Later, there was the question of what to do with his ashes. We decided that as John had a strong emotional connection to the sea – he had been born and brought up in Brighton – we should scatter them at sea. That meant another celebration, more champagne, and more shared memories.

Once all this was over and John’s bequests finally distributed, Jo and I continued to meet socially. She was a great party giver and I was honoured to be invited to parties at her splendid house in Putney where she lived with her second husband, David Briggs, one of the inventors of Who Wants to be a Millionaire? They had met when Jo was programme director of Capital Radio, the third of her big jobs.

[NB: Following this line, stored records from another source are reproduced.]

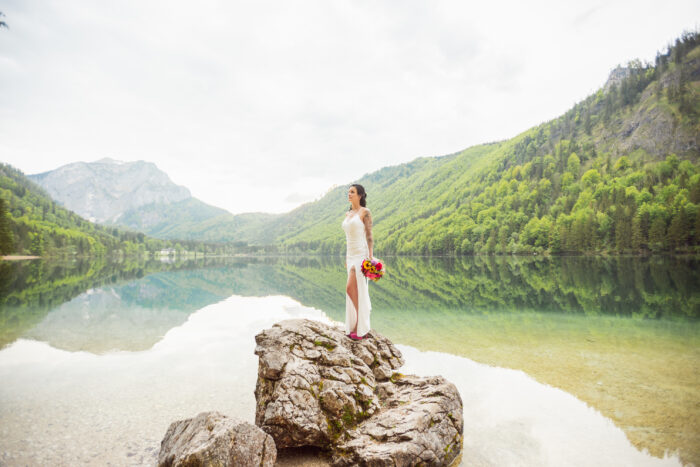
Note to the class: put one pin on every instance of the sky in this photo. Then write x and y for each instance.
(263, 106)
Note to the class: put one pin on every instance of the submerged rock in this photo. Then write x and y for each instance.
(212, 439)
(317, 387)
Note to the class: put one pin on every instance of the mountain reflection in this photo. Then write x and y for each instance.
(100, 307)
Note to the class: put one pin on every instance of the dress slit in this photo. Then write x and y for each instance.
(357, 251)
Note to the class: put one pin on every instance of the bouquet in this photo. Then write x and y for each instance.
(372, 269)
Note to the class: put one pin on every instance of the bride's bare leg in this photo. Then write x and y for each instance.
(351, 290)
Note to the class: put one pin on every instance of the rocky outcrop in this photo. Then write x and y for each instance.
(317, 387)
(212, 439)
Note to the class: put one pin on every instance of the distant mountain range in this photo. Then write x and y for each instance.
(136, 195)
(617, 172)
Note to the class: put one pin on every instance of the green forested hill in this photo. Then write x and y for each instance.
(617, 173)
(32, 223)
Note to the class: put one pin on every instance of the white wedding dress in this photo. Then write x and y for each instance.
(357, 251)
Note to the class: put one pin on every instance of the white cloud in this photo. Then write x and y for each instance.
(258, 106)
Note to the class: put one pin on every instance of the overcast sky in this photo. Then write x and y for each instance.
(261, 106)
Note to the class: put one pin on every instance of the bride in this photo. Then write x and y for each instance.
(358, 233)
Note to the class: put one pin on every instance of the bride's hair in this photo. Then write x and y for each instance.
(362, 194)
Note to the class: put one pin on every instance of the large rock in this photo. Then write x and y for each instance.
(317, 387)
(212, 439)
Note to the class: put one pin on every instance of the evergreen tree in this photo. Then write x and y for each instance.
(7, 243)
(657, 234)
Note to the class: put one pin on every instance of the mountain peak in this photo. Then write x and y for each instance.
(103, 190)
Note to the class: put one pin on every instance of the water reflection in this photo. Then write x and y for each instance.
(128, 306)
(621, 334)
(113, 409)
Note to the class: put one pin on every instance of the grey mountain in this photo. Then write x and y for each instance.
(136, 195)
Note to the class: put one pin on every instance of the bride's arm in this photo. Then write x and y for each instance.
(368, 231)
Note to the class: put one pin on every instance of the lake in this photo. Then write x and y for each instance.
(559, 361)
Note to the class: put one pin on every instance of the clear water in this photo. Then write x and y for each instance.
(98, 359)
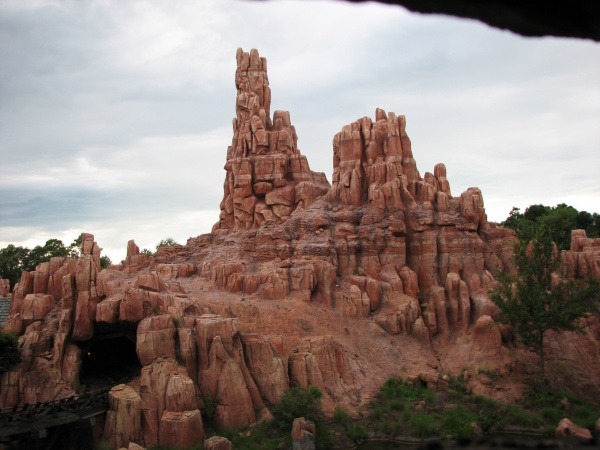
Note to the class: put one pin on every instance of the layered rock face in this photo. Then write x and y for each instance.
(383, 273)
(267, 177)
(383, 241)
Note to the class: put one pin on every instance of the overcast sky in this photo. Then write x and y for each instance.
(115, 115)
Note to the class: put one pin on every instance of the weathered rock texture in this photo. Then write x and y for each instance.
(267, 177)
(4, 287)
(383, 273)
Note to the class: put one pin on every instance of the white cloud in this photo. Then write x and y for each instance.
(116, 114)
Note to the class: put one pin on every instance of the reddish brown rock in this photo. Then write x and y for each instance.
(383, 273)
(154, 382)
(4, 287)
(303, 434)
(217, 443)
(264, 165)
(155, 339)
(181, 429)
(123, 419)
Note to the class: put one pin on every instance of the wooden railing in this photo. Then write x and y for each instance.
(31, 417)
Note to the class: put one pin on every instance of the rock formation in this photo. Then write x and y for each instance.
(300, 283)
(267, 177)
(4, 287)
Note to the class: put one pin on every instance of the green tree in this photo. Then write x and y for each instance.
(559, 220)
(538, 300)
(167, 242)
(12, 260)
(40, 254)
(10, 355)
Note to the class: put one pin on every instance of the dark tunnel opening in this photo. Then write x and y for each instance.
(108, 359)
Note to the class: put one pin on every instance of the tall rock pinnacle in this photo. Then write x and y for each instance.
(267, 176)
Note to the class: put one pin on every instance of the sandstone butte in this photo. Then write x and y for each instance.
(384, 272)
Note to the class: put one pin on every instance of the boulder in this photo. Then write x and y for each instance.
(303, 434)
(217, 443)
(566, 429)
(123, 419)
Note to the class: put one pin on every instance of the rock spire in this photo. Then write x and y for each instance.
(267, 176)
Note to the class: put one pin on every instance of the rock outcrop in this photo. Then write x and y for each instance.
(300, 283)
(4, 287)
(267, 178)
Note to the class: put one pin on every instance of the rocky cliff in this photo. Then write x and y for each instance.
(299, 283)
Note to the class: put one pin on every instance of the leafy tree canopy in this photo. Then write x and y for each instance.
(558, 220)
(14, 260)
(539, 300)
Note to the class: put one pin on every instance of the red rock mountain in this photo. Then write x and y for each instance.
(382, 273)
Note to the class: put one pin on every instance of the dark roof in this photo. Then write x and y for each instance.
(4, 309)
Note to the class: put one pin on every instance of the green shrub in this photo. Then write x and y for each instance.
(299, 402)
(457, 421)
(397, 388)
(423, 425)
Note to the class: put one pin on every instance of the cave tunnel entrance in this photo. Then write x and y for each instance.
(108, 359)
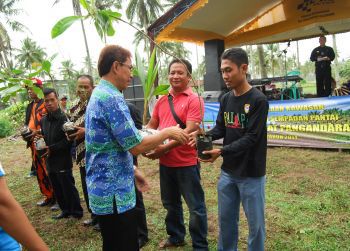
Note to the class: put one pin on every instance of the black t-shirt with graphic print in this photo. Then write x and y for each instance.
(241, 122)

Now that Jo too has gone, I am wondering how alike we were, really. We were exactly the same age, but while Jo was forging ahead with big magazine jobs unencumbered, as there was no issue from her marriage to John, I was a young mother, trying to juggle family with professional life. Jo did have a son, Matthew, when in her 40s, with her second husband. Oddly, he is 20 years younger than my older son Tom, but John had never wanted children and Jo was content to go along with this.

We were both journalists – she as an editor and me as a writer – so we had much in common and spent many hours in cosy restaurants discussing, and sometimes dissing, people we had known in the industry. We got on delightfully, as John had perhaps divined that we would and I’m sure that had we met independently of him, as we might have done, it would have been the same story.

It is often said that we are attracted to the same type of people again and again, and this was certainly true of John. He liked and admired independent career women, especially if they were high-earning, as Jo was, as he was never going to be a traditional provider.

I did not see much of Jo towards the end of her life, as she had been very ill for some time. But I am told that she insisted on leaving hospital to die peacefully at home, and never lost her spirit and sense of fun. I am proud to have known this vivacious and courageous woman who held out the warm hand of friendship to her ex-husband’s later partner at a time when it was most needed.